Archive for the ‘lit’ Category

Be hot and orange / like I am

Sunday, April 12th, 2009

ph20090409017021

Last Wednesday marked the once-in-a-generation occurrence of Birkat Hachama, the blessing of the creator of the sun, a totally obscure and vaguely pagan Jewish ritual that I, like most people under the age of 40, had never even heard of until a couple weeks ago.  Ancient Jewish astrologers believed that every 28 years, the sun returns to the same position it occupied at the moment of creation.  Their questionable astronomy aside, there is a remarkable freedom in a ceremony that recurs so infrequently.  You don’t do it every year.  It’s not something your parents or grandparents pass down to you.  And the actual blessing is only a sentence long.  It becomes a DIY ritual, open to the inventiveness of seeking out the sunrise.

There were Chicago Jews doing sun salutations, Chabadniks in hot air balloons (separate ones for men & women, natch), a Philly dawn on top of the Fels Planetarium, and “Here Comes the Sun” sung on the steps of the Lincoln Memorial.  50,000 swarmed the old city of Jerusalem.  New York City’s events spanned UN plaza to Lubavitcher territory in Brooklyn.  It’s all a long way from the 1897 arrest of Yiddish-speaking rabbis by an Irish-American cop for failing to secure a permit to pray en masse in Tompkins Square Park on the Lower East Side.

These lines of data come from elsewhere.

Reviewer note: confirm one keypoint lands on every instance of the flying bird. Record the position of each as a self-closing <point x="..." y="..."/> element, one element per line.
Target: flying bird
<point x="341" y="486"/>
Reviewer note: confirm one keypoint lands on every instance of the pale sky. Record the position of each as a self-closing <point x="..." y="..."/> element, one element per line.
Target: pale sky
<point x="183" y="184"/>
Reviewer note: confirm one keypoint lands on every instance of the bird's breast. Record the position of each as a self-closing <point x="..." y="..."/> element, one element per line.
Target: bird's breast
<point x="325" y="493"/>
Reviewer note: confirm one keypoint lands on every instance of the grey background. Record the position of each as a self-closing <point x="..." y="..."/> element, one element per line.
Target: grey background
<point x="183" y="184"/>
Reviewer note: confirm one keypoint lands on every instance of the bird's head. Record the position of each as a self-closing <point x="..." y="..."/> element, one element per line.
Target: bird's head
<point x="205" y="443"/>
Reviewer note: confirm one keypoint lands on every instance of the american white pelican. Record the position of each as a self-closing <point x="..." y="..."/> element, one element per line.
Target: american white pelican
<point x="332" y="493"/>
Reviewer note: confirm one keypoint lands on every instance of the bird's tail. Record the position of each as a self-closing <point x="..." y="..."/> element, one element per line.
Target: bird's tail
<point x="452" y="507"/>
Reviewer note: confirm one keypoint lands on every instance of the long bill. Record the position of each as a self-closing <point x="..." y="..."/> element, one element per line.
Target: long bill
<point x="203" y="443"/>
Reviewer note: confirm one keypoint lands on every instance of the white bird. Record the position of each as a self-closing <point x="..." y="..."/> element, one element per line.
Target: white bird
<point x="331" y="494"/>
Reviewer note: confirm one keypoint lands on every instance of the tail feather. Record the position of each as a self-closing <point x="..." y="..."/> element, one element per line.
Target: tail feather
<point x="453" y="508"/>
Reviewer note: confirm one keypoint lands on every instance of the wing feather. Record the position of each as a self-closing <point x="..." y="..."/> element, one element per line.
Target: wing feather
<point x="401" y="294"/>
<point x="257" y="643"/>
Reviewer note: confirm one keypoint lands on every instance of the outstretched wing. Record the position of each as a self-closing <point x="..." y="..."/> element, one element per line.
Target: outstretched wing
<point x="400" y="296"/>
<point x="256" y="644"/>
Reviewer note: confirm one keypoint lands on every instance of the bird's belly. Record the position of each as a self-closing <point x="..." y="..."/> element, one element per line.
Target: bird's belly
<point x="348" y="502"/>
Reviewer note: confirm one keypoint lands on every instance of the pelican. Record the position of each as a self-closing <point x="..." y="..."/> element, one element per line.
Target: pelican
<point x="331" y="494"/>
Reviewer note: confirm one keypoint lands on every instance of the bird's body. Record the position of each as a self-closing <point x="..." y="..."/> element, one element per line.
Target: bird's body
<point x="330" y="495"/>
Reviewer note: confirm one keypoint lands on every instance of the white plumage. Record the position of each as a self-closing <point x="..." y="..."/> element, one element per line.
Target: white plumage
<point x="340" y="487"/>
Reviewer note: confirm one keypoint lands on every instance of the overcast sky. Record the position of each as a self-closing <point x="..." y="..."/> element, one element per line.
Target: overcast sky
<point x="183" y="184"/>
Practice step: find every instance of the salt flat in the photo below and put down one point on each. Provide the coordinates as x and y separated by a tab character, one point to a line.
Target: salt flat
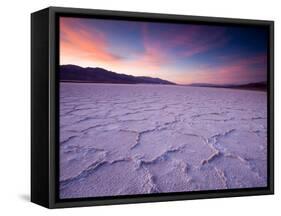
138	139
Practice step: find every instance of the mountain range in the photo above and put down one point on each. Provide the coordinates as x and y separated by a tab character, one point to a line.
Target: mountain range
74	73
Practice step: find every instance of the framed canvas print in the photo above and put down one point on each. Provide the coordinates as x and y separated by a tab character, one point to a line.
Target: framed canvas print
139	107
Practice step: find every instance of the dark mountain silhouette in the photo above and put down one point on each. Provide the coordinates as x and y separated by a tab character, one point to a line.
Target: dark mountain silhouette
251	86
74	73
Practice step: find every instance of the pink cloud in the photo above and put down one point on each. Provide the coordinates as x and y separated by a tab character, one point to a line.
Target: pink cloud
241	70
76	41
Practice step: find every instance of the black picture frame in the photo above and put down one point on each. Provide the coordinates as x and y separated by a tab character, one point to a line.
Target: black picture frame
45	104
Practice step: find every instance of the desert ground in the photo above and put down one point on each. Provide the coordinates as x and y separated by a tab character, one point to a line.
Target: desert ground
118	139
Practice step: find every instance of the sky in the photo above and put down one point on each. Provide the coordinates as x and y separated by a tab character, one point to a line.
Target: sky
180	53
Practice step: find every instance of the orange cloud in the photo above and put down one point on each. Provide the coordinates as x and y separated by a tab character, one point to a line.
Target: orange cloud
75	41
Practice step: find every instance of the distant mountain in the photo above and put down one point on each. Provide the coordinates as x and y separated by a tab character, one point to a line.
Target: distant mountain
253	86
74	73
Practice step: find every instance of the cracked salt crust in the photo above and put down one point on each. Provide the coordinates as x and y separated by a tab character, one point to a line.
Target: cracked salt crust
138	139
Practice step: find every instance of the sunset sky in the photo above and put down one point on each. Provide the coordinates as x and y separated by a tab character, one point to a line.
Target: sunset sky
181	53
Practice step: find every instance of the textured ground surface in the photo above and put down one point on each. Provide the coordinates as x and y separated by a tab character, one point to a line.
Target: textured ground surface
137	139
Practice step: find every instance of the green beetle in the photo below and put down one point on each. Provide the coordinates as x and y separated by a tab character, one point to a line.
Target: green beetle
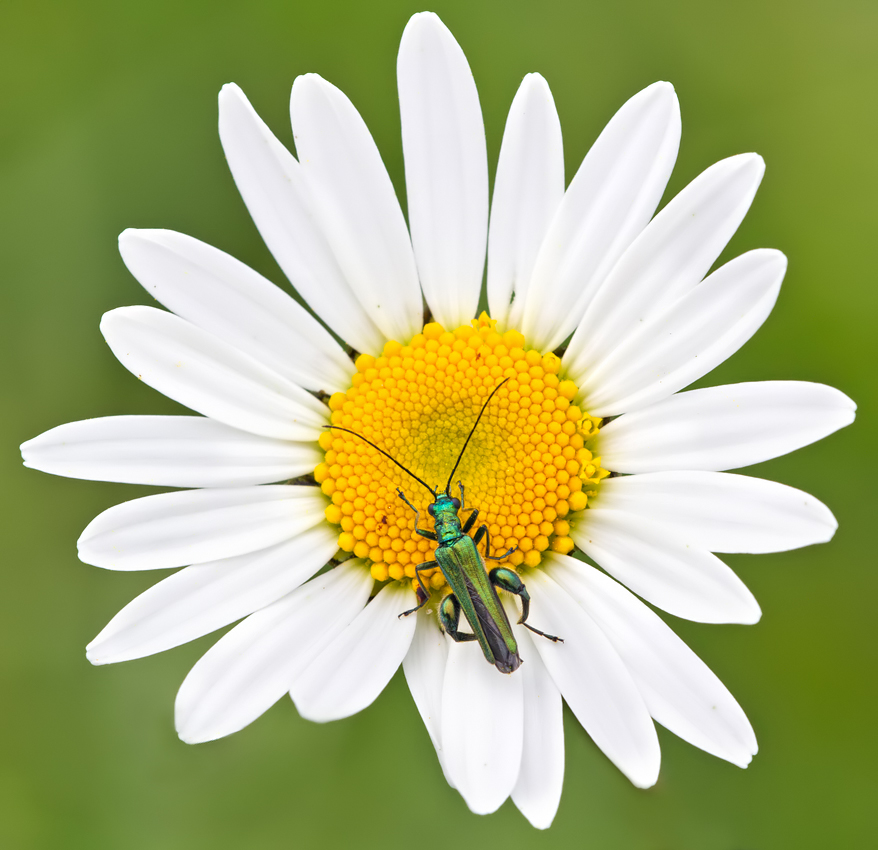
473	588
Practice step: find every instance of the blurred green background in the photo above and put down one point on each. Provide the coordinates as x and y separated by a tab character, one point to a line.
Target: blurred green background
108	120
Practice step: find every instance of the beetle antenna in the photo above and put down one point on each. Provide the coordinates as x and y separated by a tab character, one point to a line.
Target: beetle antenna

Environmental awareness threaded through many Birkat Hachama ceremonies, including the ones I joined Wednesday in West Philly at a park overlooking the city skyline and again today with homemade solar cooker for harnessing the sun’s power to make matzah pizza (it’s Passover, after all, and a Jew’s gotta eat).  After blessing Adonai who “effects the work of creation,” we read a modern take on the meaning of the occasion:

We come here ready to fulfill the Creator’s commandment to give blessing for the Sun’s creation and this year we recognize that the abundance of blessing which Earth receives from the Sun depends on the health of the Skies which is in human hands for the first time in any generation in all the years of blessing the Sun, from the beginning of the world.

And we know that You promised ‘A day comes that burns like an oven’ — not just as a parable but as a warning.  For You have given our hands power to overturn the orders of creation.  But just as you promised, ‘a day comes’ You also promised, ‘And the Sun of Righteousness will shine for you, and healing will be in her winged rays.’ So may You bless us in Your mercy.

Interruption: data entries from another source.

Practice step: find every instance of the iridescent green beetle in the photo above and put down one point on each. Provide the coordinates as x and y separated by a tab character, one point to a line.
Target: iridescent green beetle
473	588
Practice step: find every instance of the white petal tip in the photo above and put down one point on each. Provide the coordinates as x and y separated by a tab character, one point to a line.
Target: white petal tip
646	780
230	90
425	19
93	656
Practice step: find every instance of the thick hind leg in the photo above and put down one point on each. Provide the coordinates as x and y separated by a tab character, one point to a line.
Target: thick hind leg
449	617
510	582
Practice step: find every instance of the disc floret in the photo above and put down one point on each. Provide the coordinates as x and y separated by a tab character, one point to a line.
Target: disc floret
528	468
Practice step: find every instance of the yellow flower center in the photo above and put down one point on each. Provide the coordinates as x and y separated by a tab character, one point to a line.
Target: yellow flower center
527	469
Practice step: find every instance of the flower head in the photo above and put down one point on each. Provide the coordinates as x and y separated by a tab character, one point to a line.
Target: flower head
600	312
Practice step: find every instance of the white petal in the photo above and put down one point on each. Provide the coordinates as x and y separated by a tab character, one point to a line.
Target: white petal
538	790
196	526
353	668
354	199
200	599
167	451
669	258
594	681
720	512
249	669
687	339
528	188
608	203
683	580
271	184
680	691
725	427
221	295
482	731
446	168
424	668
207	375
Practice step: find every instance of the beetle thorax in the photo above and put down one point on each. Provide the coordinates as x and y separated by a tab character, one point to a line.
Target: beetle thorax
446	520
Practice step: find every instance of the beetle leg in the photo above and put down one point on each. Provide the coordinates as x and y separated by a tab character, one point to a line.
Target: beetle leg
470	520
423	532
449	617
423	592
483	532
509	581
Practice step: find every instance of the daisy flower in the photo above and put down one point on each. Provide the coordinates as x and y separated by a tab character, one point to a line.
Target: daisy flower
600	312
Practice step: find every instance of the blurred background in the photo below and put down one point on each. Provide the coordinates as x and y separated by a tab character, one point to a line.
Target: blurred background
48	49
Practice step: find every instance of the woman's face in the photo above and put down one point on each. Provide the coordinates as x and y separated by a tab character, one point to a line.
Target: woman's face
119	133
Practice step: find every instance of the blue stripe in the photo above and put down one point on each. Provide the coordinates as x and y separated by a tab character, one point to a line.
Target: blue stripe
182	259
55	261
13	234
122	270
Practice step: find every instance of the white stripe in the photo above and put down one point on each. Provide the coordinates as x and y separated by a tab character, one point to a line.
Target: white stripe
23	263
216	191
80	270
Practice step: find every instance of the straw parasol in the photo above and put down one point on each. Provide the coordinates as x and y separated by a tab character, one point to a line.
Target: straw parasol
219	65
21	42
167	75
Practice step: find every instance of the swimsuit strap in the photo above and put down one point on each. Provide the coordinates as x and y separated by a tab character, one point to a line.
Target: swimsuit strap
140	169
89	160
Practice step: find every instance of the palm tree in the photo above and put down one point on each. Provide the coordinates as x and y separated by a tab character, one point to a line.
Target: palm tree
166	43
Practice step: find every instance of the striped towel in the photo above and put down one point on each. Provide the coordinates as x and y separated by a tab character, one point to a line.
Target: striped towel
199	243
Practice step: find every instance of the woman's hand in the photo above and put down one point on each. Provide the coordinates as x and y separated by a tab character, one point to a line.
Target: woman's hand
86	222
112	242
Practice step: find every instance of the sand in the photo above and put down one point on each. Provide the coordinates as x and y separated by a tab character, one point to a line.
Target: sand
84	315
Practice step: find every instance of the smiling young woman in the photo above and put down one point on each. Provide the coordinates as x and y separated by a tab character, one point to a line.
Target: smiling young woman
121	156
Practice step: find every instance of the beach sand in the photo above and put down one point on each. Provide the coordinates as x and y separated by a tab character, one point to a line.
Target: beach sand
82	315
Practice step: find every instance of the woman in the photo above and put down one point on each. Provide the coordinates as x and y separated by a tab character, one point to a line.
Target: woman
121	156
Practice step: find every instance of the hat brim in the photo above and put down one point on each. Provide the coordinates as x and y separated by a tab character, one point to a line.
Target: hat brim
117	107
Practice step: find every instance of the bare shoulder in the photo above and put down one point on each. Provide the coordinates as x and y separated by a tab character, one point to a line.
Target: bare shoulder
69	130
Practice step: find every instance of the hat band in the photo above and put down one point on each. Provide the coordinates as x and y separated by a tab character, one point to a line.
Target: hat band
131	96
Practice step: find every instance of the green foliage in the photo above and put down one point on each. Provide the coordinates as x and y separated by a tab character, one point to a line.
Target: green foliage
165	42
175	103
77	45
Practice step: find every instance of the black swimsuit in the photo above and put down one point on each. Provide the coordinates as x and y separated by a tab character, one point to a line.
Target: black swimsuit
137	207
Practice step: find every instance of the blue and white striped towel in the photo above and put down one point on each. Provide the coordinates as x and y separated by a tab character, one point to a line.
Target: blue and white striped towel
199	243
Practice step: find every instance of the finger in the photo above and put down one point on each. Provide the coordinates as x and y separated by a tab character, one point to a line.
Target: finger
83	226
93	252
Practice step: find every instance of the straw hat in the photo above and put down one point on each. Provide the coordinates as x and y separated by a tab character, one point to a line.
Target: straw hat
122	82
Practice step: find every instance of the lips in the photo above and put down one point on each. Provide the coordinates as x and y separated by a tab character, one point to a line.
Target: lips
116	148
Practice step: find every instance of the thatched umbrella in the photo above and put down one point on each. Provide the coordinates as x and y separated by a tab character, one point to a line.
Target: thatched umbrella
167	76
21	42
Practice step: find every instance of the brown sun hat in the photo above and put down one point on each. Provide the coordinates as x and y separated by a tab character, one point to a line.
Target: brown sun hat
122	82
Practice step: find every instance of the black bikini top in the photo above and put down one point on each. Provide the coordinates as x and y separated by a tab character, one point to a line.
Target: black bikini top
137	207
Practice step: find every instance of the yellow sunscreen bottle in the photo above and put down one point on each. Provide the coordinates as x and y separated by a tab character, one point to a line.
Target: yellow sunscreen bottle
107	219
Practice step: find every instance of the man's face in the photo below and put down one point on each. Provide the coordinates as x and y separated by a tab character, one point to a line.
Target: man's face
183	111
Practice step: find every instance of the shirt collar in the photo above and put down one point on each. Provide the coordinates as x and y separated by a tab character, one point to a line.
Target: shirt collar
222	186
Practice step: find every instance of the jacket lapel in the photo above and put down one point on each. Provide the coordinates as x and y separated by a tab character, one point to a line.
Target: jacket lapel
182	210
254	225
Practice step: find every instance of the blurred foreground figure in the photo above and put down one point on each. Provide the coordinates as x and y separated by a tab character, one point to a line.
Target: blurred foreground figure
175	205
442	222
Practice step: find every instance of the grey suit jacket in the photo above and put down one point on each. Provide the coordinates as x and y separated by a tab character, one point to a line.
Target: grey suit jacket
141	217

Please God, give us wisdom and knowledge and skillful hands to heal, and heal the Skies from our sins.  Heal us so we may heal.

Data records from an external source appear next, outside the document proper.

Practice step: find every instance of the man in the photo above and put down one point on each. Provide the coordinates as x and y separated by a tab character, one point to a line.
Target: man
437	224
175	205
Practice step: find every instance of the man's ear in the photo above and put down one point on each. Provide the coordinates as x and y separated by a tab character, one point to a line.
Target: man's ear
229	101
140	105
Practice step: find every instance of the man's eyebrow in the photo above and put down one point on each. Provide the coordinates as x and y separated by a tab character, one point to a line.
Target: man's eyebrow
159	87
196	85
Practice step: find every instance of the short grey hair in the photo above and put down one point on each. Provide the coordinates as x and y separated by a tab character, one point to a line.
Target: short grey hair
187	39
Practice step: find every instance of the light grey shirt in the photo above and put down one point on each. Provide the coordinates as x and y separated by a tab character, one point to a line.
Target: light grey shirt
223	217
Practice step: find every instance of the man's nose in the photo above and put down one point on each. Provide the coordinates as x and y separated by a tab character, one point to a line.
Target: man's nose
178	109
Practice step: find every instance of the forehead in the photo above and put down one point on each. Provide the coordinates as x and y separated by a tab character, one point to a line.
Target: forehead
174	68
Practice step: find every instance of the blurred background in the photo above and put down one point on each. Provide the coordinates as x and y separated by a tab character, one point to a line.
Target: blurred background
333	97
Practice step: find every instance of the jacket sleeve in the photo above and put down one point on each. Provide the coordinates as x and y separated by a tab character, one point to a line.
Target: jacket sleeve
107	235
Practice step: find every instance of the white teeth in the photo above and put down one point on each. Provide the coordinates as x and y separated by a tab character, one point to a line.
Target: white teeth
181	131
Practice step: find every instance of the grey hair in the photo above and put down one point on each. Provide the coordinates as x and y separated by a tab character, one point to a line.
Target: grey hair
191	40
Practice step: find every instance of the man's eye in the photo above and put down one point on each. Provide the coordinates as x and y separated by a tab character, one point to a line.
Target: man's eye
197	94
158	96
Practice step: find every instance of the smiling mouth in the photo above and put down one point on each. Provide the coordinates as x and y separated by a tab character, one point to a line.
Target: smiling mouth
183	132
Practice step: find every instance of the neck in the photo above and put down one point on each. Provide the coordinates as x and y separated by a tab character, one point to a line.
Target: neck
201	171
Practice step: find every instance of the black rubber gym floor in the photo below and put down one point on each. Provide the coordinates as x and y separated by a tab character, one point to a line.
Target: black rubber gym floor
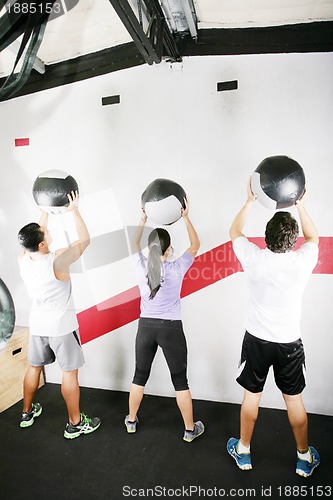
38	462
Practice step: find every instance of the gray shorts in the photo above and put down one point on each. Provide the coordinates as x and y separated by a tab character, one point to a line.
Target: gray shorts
66	349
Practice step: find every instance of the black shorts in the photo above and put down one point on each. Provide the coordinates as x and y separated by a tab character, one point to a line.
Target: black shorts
169	335
287	360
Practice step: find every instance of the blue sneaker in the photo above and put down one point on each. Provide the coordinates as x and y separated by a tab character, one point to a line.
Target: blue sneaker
305	468
131	426
243	460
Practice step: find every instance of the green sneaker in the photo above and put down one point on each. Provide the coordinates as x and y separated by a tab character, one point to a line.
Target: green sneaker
85	426
199	429
28	417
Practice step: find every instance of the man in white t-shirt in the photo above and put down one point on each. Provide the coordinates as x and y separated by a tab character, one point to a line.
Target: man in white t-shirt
52	322
276	277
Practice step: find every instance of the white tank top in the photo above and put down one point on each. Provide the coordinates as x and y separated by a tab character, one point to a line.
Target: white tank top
52	312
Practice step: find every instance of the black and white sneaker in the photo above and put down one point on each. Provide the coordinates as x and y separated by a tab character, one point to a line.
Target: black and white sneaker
28	417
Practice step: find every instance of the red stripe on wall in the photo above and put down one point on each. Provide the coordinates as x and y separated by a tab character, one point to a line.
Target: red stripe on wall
22	142
208	268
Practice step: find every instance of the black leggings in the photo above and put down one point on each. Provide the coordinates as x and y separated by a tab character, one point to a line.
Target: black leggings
169	335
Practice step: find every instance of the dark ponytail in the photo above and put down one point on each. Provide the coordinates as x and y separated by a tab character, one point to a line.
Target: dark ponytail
158	242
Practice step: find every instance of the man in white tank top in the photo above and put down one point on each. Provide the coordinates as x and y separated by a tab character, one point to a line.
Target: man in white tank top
53	324
276	278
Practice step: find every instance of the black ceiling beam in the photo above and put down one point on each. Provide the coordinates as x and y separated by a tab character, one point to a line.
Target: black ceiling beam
134	28
81	68
158	41
297	38
170	45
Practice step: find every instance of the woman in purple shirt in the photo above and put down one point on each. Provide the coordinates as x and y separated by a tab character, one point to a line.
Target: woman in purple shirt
160	322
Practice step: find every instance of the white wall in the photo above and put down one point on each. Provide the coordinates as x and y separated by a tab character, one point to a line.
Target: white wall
172	123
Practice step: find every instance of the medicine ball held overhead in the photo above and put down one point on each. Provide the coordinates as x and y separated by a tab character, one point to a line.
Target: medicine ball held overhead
278	182
50	190
162	201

Having recently had some pre-melanoma spots removed on my skin, I have become all too aware of the destructive power behind the sun as much as it is a healing force.  It is sobering that my whiteness — otherwise an arbitrarily acquired mark of privilege — is a huge disadvantage in our world getting ever hotter.  I love tropical vibes, but those latitudes could be the death of me if I’m not careful.

Former poet laureate Ted Kooser had a similar problem and subsequently took his outside time only early in the morning.  The result were, of course, poems: Winter Morning Walks.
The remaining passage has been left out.